Advice Request Maximum Anti-Exploit protection settings for your program

[ForgottenSeer 85179]

Which particular settings do you have in mind?

The ones from Lenny_Fox post above. Or from my post.
Just asking in general.

Also, what's your opinion about that?

@anupritaisno1:
UserShadowStack="true" UserShadowStackStrictMode="true"
this concerns me btw

needs more research

from what i know the shadowstack implementation on x86 is racy

and causes security vulnerabilities

me:
okay? then i wonder why they provide the option

@anupritaisno1:
probably for testing

it's not a ui option for sure

needs research

maybe it is the ROP mitigation

dunno

 

[Andy Ful]

Using mitigations for Windows Explorer or Script Interpreters/ LOLBins would need a lot of research and testing.
It is much easier to do it for a particular user application. I do not think that restricting LOLBins in this way is a good idea (although it may work in some cases). It is better to block them completely. If LOLBins cannot be blocked (like cmd.exe, rundll.exe) then there are some well known methods that help prevent abusing LOLBins, for example:

1. Command-line whitelisting.
2. Command-line blacklisting.
3. Restricting access to command-lines by blocking/whitelisting shortcuts, scripts, and files with active content (SRP).

 

[eonline]

Releases · zodiacon/GflagsX

Enhanced version of the GFlags tool. Contribute to zodiacon/GflagsX development by creating an account on GitHub.

github.com

 

[ForgottenSeer 85179]

Releases · zodiacon/GflagsX

Enhanced version of the GFlags tool. Contribute to zodiacon/GflagsX development by creating an account on GitHub.

github.com

last update: 12 Apr 2019
you shouldn't use such outdated programs for security. Also that tool isn't the topic here.

 

[eonline]

last update: 12 Apr 2019
you shouldn't use such outdated programs for security. Also that tool isn't the topic here.

It is outdated, yes, but it can serve the purpose of the theme created and is an easy-to-use tool for creating mitigations in programs.

 

[ForgottenSeer 85179]

This Powershell command activate "Force Random Arrangement for Images(mandatory ASLR)":

Set-ProcessMitigation -System -Enable ForceRelocateImages

Run Powershell as Admin and reboot after running this command.

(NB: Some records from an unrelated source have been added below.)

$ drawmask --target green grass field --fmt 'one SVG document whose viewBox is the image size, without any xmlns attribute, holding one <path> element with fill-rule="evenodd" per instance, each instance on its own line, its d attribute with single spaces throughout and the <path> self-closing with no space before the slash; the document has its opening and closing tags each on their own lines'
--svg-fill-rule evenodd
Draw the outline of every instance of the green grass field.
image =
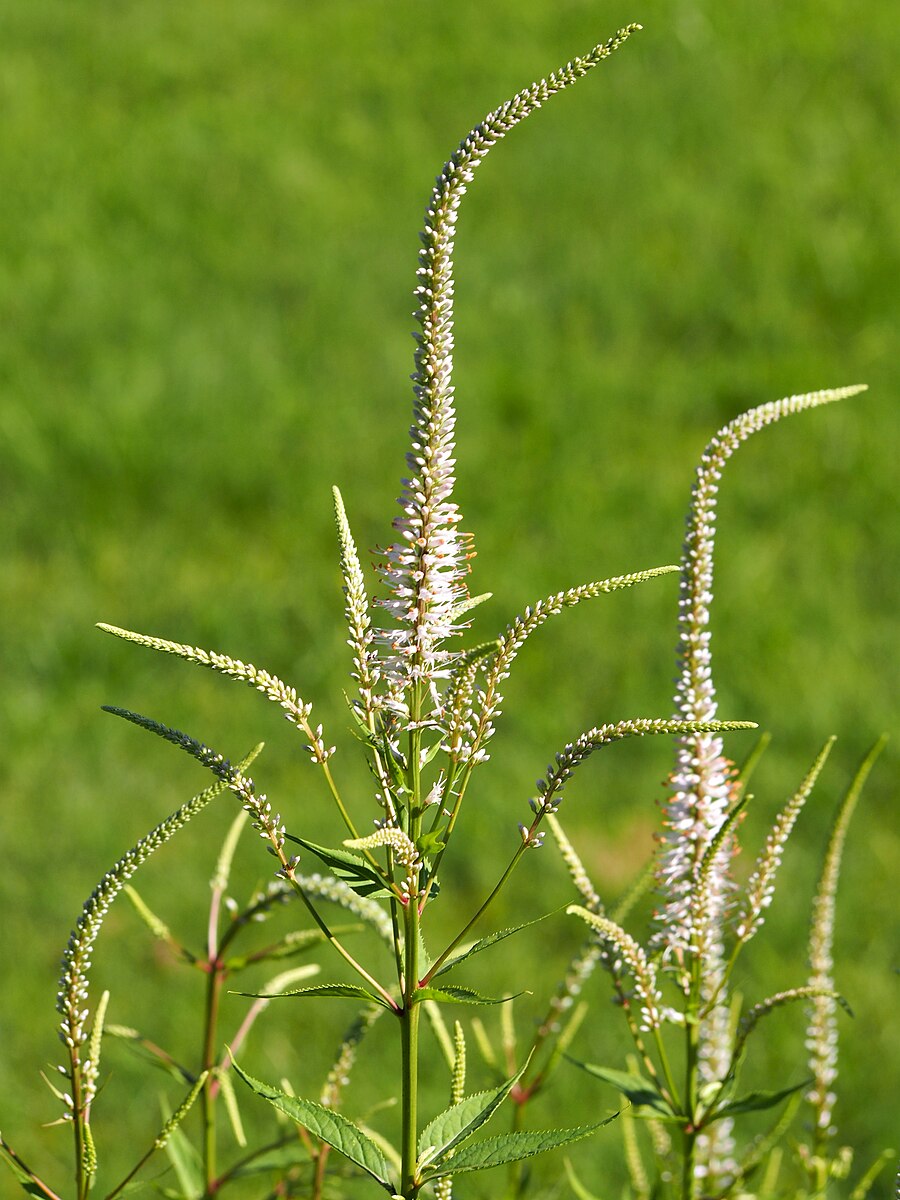
<svg viewBox="0 0 900 1200">
<path fill-rule="evenodd" d="M 870 385 L 761 434 L 722 487 L 720 713 L 773 733 L 751 847 L 824 738 L 840 738 L 746 991 L 802 980 L 830 811 L 898 724 L 893 6 L 0 0 L 0 1127 L 26 1158 L 68 1151 L 64 1132 L 37 1128 L 58 1116 L 38 1070 L 56 1061 L 68 929 L 113 860 L 205 784 L 98 706 L 235 757 L 264 737 L 260 784 L 310 836 L 336 834 L 274 708 L 92 624 L 221 649 L 296 684 L 346 748 L 365 811 L 344 733 L 330 487 L 359 544 L 383 545 L 409 424 L 424 202 L 490 108 L 628 20 L 644 31 L 516 130 L 463 208 L 458 499 L 479 551 L 473 588 L 493 593 L 478 628 L 492 636 L 550 592 L 677 560 L 694 466 L 720 425 L 791 392 Z M 529 646 L 472 799 L 452 905 L 492 878 L 556 750 L 592 725 L 671 710 L 674 619 L 674 583 L 660 580 Z M 740 758 L 751 743 L 730 745 Z M 658 739 L 614 748 L 569 793 L 611 896 L 653 846 L 670 754 Z M 841 884 L 838 985 L 856 1019 L 842 1026 L 838 1121 L 860 1165 L 900 1144 L 896 776 L 894 745 Z M 232 814 L 220 804 L 148 868 L 148 898 L 186 936 L 203 928 Z M 247 886 L 265 877 L 250 841 L 245 859 Z M 568 896 L 551 851 L 532 865 L 508 917 Z M 494 986 L 522 985 L 523 954 L 529 976 L 551 954 L 562 970 L 576 938 L 560 923 L 546 943 L 522 941 Z M 97 955 L 110 1019 L 190 1045 L 196 989 L 180 978 L 114 910 Z M 594 996 L 581 1049 L 598 1060 L 624 1042 L 604 980 Z M 344 1018 L 310 1046 L 296 1016 L 270 1014 L 260 1063 L 316 1094 Z M 770 1032 L 760 1074 L 802 1078 L 799 1010 Z M 107 1120 L 137 1086 L 122 1060 Z M 535 1116 L 578 1088 L 588 1108 L 613 1103 L 566 1079 Z M 146 1139 L 156 1085 L 138 1094 L 149 1115 L 136 1100 L 128 1122 Z M 580 1150 L 605 1200 L 619 1159 L 618 1134 Z M 874 1194 L 890 1194 L 887 1175 Z"/>
</svg>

Info: It may break some programs but should be activated for security reasons.


The same can also be archived in GUI:

• Windows Security -> App & Browser control -> Exploit-Protection -> Enable Random Arrangement for Images (Mandatory ASLR) enabled

 

[eonline]

My new configuration, I am open to suggestions to improve.

 

[eonline]

My new configuration, with the help of LOLBAS. Let me know if I missed any.

LOLBAS

lolbas-project.github.io

 

[Andy Ful]

My new configuration, with the help of LOLBAS. Let me know if I missed any.

The problem with such restrictions is that the results can be unpredictable. They can work for a few months and then crash something important.

The mmc.exe should not be blocked in this way. Some important features will not work, like Event viewer, Task scheduler, Computer management, Disk management, and several others.
It is possible to block MMC for standard processes via SRP and run it from the elevated shell, like "Windows PowerShell (Admin)".

Edit.
When applying restrictions it is always recommended to create/keep a profile that can easily restore the default Windows settings.

 

[eonline]

It must be by coincidence, but I notice less blocking activity in Windows 10 Firewall Control, after applying these restrictions.